Con il prof. Bazoli eravamo villani: è un termine inadeguato, ma non ne trovo uno più adatto ad esprimere la mancanza di rispetto con la quale trattavamo questo scienziato troppo buono a cui il destino aveva riservato, a fine carriera, una classe di rozzi, incivili, maleducati, immaturi bifolchi quali siamo stati per tutta la durata del corso di studi.

Un anno, in quarta, abbiamo avuto una prof. di filosofia che ci dettava gli appunti. Non ricordo il nome, ma solo il soprannome, che non riferirò, per decenza. Anche se si vantava di frequentare eminenti esponenti del mondo scientifico, aveva uno strano metodo di insegnare. Quando ci interrogava, voleva sentire solo i suoi appunti. Quando l’abbiamo capito, abbiamo adeguato il nostro metodo di studio: solo gli appunti a memoria e nulla più. Risultato: bei voti, cultura zero. Tutti ignoranti, ma tutti promossi!

L’architetto Perini è stato il più geniale. Potrei fare un elenco degli argomenti trattati nelle sue lezioni: diapositive di un suo viaggio in Grecia, per vedere gli esempi più insigni dell’architettura; idem di un viaggio in USA e Canada; l’evoluzione urbanistica di Roma nei secoli, dall’Impero a oggi; illustrazione di un suo progetto di una chiesa, in collaborazione con un sociologo ed un teologo. Ogni lezione era una sorpresa. Forse non rispettava fedelmente il programma ministeriale, ma le sue lezioni sono quelle che in assoluto mi sono rimaste più impresse.

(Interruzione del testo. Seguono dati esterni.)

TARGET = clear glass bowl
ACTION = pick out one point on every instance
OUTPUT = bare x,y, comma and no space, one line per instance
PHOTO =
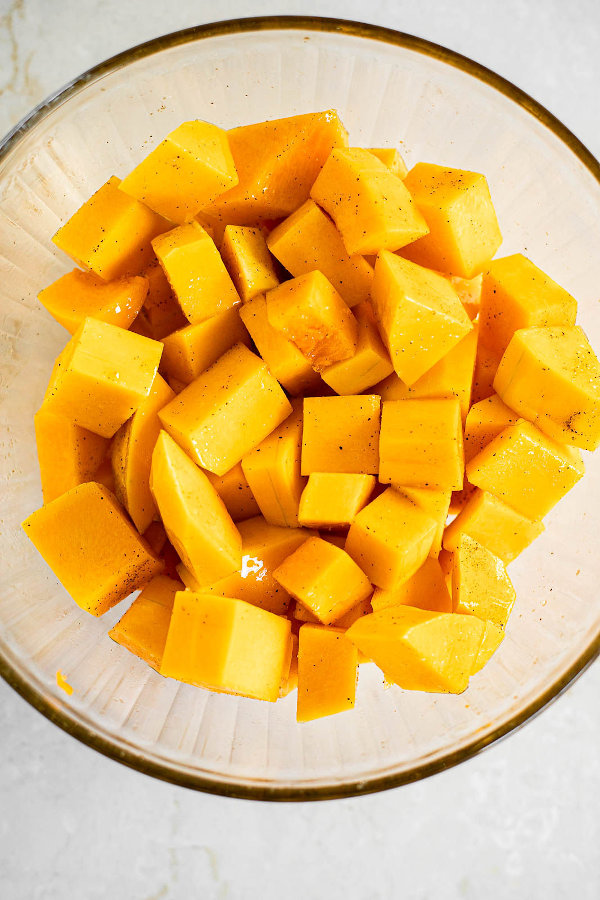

Ma il ricordo più bello è del prof. De Pero. Sapeva rendere appassionante qualunque argomento. Le sue lezioni spaziavano da Dante a Joyce, dal Tasso al Verga con la medesima competenza e profondità. Oltre alla Divina Commedia, che abbiamo letto quasi per intero, in quinta ci ha convinto che valeva la pena di leggere “I Promessi sposi” e l’Adelchi, anche se non facevano parte del programma d’esame. Con lui, in latino, avevo 9: il voto più alto mai preso in tutta la mia carriera scolastica. Quando ci leggeva Manzoni o Cicerone, sembrava che li conoscesse a memoria: lo ascoltavamo a bocca aperta, come i bambini ascoltano le fiabe. E quando la lezione finiva, veniva da dire: “Ancora!”.

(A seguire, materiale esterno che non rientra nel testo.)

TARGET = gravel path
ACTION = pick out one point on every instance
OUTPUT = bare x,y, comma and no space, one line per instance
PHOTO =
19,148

Dopo qualche anno, passato al “classico”, il prof. De Pero ha lasciato la scuola: una grave perdita per tutti gli allievi che non hanno fatto in tempo ad approfittare della sua conoscenza e del suo modo, indescrivibile, di appassionare allo studio di una materia inutile come la letteratura, in un mondo frettoloso e spensierato, in cui l’importante è avere successo, non fa niente quanto si è ignoranti.